Nos propositions

Réguler le commerce mondial

Si les échanges entre les peuples sont nécessaires ne serait-ce que du fait de l’inégale répartition des ressources, l’accroissement des échanges poursuivis pour eux-mêmes se transformera en source d’instabilité. En effet, la fabrication des biens échangés suppose de consommer des ressources naturelles. L’augmentation sans limites apparente des échanges s’accompagne donc d’une pression croissante sur l’environnement ce qui débouchera de plus en plus sur des conflits (et imposera incidemment aux échanges une diminution non « prévue »).

Pourtant, la question de la régulation du commerce mondial n’est toujours pas à l’ordre du jour, comme en témoigne le fait que le protectionnisme reste un sujet tabou. C’est oublier un peu vite que nombre de pays ont amorcé leur développement à l’abri de barrières douanières importantes à commencer par l’Europe et les Etats-Unis. C’est également nier les dégâts tant environnementaux que sociaux auxquels peut mener le « libre » échange débridé.

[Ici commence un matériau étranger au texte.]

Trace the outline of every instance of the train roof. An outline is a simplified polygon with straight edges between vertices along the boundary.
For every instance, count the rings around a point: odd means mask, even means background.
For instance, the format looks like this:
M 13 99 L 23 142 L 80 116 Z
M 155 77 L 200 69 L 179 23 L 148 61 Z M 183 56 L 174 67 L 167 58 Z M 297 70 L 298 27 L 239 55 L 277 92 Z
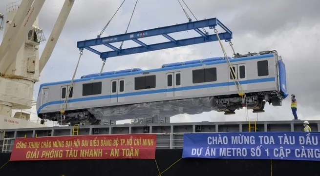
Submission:
M 270 58 L 270 57 L 274 57 L 274 54 L 273 53 L 271 54 L 264 54 L 262 55 L 256 55 L 256 56 L 249 56 L 247 57 L 244 57 L 244 58 L 235 58 L 235 59 L 230 59 L 230 62 L 236 62 L 236 61 L 243 61 L 243 60 L 252 60 L 252 59 L 261 59 L 261 58 Z M 201 59 L 200 59 L 201 60 Z M 202 59 L 203 60 L 203 59 Z M 195 60 L 192 60 L 192 61 L 195 61 Z M 222 60 L 218 60 L 216 61 L 208 61 L 206 62 L 205 64 L 206 65 L 214 65 L 214 64 L 221 64 L 221 63 L 226 63 L 227 62 L 226 59 L 222 59 Z M 184 62 L 185 63 L 186 62 Z M 173 63 L 172 64 L 175 64 L 174 63 Z M 199 66 L 201 66 L 204 64 L 203 62 L 198 62 L 198 63 L 190 63 L 189 64 L 186 65 L 179 65 L 179 66 L 172 66 L 170 67 L 164 67 L 164 68 L 156 68 L 156 69 L 150 69 L 150 70 L 141 70 L 141 71 L 137 71 L 135 72 L 127 72 L 127 73 L 119 73 L 118 74 L 111 74 L 111 75 L 107 75 L 107 76 L 97 76 L 97 77 L 91 77 L 91 78 L 80 78 L 80 79 L 75 79 L 73 82 L 81 82 L 81 81 L 87 81 L 87 80 L 89 80 L 91 79 L 103 79 L 105 78 L 114 78 L 114 77 L 119 77 L 119 76 L 127 76 L 127 75 L 138 75 L 139 74 L 143 73 L 144 72 L 149 72 L 149 73 L 151 73 L 151 72 L 160 72 L 162 71 L 165 71 L 165 70 L 174 70 L 174 69 L 181 69 L 181 68 L 190 68 L 190 67 L 197 67 Z M 92 74 L 94 75 L 94 74 Z M 70 83 L 71 82 L 71 80 L 64 80 L 64 81 L 58 81 L 58 82 L 47 82 L 47 83 L 44 83 L 41 84 L 40 85 L 40 87 L 39 88 L 39 92 L 40 90 L 41 90 L 42 87 L 43 86 L 47 86 L 49 85 L 57 85 L 57 84 L 67 84 L 67 83 Z
M 233 59 L 231 57 L 228 57 L 228 58 L 229 58 L 229 59 Z M 218 61 L 218 60 L 225 60 L 225 59 L 226 59 L 225 57 L 210 58 L 204 59 L 202 59 L 193 60 L 186 61 L 185 62 L 175 62 L 175 63 L 163 64 L 161 66 L 161 68 L 176 67 L 178 66 L 191 65 L 191 64 L 194 64 L 196 63 L 199 63 L 210 62 L 213 62 L 215 61 Z
M 80 78 L 82 79 L 86 78 L 93 78 L 93 77 L 100 77 L 103 76 L 116 75 L 116 74 L 120 74 L 125 73 L 138 72 L 139 71 L 142 71 L 142 69 L 140 68 L 131 68 L 130 69 L 126 69 L 126 70 L 118 70 L 118 71 L 112 71 L 107 72 L 103 72 L 103 73 L 101 73 L 101 74 L 95 73 L 93 74 L 84 75 L 82 77 L 81 77 Z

A l’origine de cette toute puissance du commerce, se trouve un objectif légitime : en rapprochant les peuples, en créant des liens entre eux, le commerce permet d’atteindre la paix. C’est sur ce principe que sont nées l’Union européenne et l’Organisation mondiale du commerce (OMC). Malheureusement, nous risquons fort de voir cette logique s’inverser. Trop de commerce entame, désormais, les ressources naturelles de façon excessive et risque de provoquer des conflits en vue de s’approprier les dernières ressources existantes. Le « libre » échange sans frein entre producteurs inégalement équipés est, de plus, porteur de déséquilibres sociaux générateurs d’insécurité mondiale et de conflits potentiels. Ainsi, en est-il, par exemple, de la question alimentaire. Les paysans du Sud sont tenus, aujourd’hui, sur leur propre marché, de s’aligner sur les prix internationaux alors que l’écart de productivité entre leurs productions et celle des agriculteurs du Nord est souvent de 1 à 200. Il n’est pas anodin que les deux tiers des habitants de la planète souffrant de la faim soient des ruraux, le dernier tiers étant constitué de paysans ayant migré vers les villes sans pour autant y trouver d’emplois.

 

Le commerce constitue un outil et non un objectif en soi.

C’est pourquoi, il faut revenir sur le dogme du « libre » échange, sur l’impératif de suppression des barrières tarifaires et non tarifaires. Il ne s’agit pas de fermer les frontières, de prôner un repli sur soi, mais de cantonner les échanges là où ils sont nécessaires, de les subordonner à des principes supérieurs, écologiques et sociaux. La sécurité alimentaire, la possibilité de garder dans l’ensemble des pays du monde les savoir-faire essentiels au bien être des populations, le respect de conditions décentes de travail ne devraient-ils pas, par exemple, guider les échanges commerciaux ? A l’échelle régionale ou locale, de De nombreuses expériences de relocalisation, telles les AMAP (Association pour le maintien d’une agriculture paysanne)  voient aujourd’hui le jour. Elles réduisent nos pressions sur les ressources naturelles tout en favorisant la cohésion sociale par le développement de liens directs entre producteurs et consommateurs. Il s’agit maintenant de les mettre en valeur et de s’en inspirer pour promouvoir d’autres formes d’échanges plus respectueuses plus respectueuses des hommes et de l’environnement. 

Quels principes doivent guider le commerce international ? Comment les mettre en œuvre au niveau national et international ? Faut-il réformer l’OMC (Organisation Mondiale du Commerce), la transformer en OMCE (Organisation Mondiale de l’Environnement), créer une OME (Organisation Mondiale de l’Environnement) ? Autant de questions qui restent à approfondir.